Ce formalisme assortit de ces opérateurs permet non seulement de modéliser des situations réalistes mais fournit les outils pour pouvoir combiner les données et prendre des décisions dans ces contextes incertains. La logique subjective est un excellent formalisme pour représenter la confiance par exemple. Cela a été fait avec succès par le passé. Ce formalisme a aussi été utilisé pour penser un système de répartition des étudiants en groupe. L’expérience de chaque étudiant étant très personnelle, cela permet de ne pas simplement se baser sur la performance des groupes mais également sur l’expérience de chacun pour assembler des groupes le plus fonctionnels possible.
Prendre des décisions de manière automatique dans des contextes incertains peut s’avérer périlleux. Dans ce cadre il est confortable de pouvoir se reposer sur des cadres théoriques solides tels que la logique subjective pour pouvoir combiner des informations incertaines et prendre la meilleure décision possible.

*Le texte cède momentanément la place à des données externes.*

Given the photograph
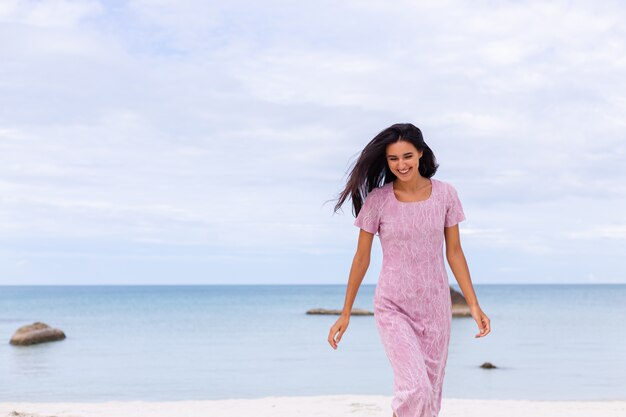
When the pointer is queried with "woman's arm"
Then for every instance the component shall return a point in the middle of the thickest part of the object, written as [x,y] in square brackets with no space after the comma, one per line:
[458,265]
[360,263]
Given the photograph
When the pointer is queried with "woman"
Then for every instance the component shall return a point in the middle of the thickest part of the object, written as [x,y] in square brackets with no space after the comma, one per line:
[412,215]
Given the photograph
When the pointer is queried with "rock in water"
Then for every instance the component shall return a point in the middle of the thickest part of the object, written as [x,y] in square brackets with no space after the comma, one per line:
[36,333]
[354,312]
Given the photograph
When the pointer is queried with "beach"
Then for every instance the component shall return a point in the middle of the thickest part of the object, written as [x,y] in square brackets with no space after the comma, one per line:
[311,406]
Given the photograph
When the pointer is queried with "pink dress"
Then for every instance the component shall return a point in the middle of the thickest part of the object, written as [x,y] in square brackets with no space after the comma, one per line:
[412,305]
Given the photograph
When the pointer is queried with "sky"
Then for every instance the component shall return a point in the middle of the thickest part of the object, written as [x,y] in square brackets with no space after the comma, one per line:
[201,142]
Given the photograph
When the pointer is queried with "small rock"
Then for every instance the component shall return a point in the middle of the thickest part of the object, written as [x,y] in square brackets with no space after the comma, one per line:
[355,312]
[36,333]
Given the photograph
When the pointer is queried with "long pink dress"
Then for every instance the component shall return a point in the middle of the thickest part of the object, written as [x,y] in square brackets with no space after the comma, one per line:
[412,305]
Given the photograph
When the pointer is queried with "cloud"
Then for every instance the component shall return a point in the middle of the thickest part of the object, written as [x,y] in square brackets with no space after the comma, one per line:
[227,126]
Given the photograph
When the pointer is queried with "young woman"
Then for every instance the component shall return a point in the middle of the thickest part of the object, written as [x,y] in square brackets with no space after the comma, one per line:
[412,214]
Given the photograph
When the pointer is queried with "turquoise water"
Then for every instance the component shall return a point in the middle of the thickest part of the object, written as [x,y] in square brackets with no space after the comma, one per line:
[559,342]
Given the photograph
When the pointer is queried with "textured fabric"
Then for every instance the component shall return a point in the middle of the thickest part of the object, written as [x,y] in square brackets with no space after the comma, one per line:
[412,305]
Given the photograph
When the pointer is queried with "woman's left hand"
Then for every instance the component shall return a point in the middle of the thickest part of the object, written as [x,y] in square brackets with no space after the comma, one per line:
[482,320]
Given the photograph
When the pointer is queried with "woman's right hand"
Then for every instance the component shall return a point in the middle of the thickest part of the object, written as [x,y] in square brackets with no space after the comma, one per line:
[338,329]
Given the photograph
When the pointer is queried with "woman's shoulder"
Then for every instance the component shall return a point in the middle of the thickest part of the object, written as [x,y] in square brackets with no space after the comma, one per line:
[446,185]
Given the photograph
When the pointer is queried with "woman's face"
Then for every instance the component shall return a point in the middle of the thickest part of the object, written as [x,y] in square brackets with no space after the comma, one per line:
[403,160]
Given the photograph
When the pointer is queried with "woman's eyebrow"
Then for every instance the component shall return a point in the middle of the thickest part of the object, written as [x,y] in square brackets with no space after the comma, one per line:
[406,154]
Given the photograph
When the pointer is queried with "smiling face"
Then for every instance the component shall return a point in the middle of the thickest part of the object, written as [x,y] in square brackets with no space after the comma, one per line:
[403,160]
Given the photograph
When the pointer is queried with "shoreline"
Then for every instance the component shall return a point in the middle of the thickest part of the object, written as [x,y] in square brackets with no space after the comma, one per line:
[313,406]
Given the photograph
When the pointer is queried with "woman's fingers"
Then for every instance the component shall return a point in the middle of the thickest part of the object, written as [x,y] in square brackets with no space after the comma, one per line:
[335,334]
[483,325]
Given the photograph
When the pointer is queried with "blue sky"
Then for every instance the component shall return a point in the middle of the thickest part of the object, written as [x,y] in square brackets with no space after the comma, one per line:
[197,142]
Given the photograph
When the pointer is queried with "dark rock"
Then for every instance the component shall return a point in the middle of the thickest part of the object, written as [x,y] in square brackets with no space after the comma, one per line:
[355,312]
[36,333]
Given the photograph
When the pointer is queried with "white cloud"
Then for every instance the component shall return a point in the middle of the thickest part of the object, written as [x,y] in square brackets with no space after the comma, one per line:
[229,125]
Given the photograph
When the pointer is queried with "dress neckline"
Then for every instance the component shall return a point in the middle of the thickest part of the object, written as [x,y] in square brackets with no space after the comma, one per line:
[432,190]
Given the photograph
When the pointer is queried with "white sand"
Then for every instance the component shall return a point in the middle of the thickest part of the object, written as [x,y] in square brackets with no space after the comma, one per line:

La logique subjective offre un cadre puissant pour modéliser et gérer l’incertitude dans la prise de décision. En intégrant des concepts comme la croyance, le doute et l’incertitude, elle permet de combiner des opinions subjectives de manière cohérente et d’améliorer la qualité des décisions prises dans des contextes incertains. Que ce soit dans la sécurité informatique, l’analyse des risques ou la gestion de projets, la logique subjective a prouvé son utilité. Pour ceux qui souhaitent explorer davantage ce domaine, des implémentations et des ressources sont disponibles, facilitant l’adoption de cette approche. À l’avenir, l’application de la logique subjective dans des domaines émergents comme l’intelligence artificielle et l’apprentissage automatique pourrait ouvrir de nouvelles perspectives passionnantes.